Но в начале года я наступила на те же грабли. И вот снова стою у разбитого корыта по собственной вине. И было неважно, кто виноват. Важно, что мы оба бежим друг от друга. Я чувствовала себя такой бессильной.
Неожиданно на мои глаза легли тёплые ладони, а затылок прижался к груди.
— Долго ждала? — спросил мне на ухо самый родной голос на свете.
— Очень, — ответила я чувственно, уставшая притворяться и жить чужой жизнью.
Когда, если не сейчас? Секунду назад я хоронила отношения, но рано.
Я развернулась прямиком в его широкие объятья, и смотрела снизу-вверх, боясь моргнуть, смахнув это видение.
— Давай я тебя согрею, — он накрыл своими ладонями мои уши. — Это мои наушники. Они стоят миллион.

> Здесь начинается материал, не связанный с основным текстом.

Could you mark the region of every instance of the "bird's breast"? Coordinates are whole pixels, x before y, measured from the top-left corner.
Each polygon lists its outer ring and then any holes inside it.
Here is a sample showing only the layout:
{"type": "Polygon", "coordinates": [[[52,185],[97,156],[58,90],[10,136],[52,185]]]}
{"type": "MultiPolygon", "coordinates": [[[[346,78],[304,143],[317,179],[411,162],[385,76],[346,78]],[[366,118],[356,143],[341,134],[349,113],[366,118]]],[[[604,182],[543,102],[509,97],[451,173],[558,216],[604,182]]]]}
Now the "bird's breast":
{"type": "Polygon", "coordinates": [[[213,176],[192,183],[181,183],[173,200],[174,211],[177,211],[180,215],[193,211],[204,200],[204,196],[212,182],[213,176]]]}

— У меня нет таких денег, — лишь слабо улыбнулась я, не отказываясь от драгоценных теплушек. И взамен подарила ему такие же из своих рук.
— Darling I still love you…[15] — пропел он.
Снег всё падал и падал, а мы стояли, не в силах оторвать взгляда друг от друга, не в силах разорвать объятий. В его глазах разлилось согретое моим солнцем море, счастливые пингвины плавали по поверхности, наслаждаясь и резвясь как дети. Была ли я одним из этих пингвинов, или же впадиной, где море разливалось, но точно знала, что своему морю я больше не позволю замёрзнуть.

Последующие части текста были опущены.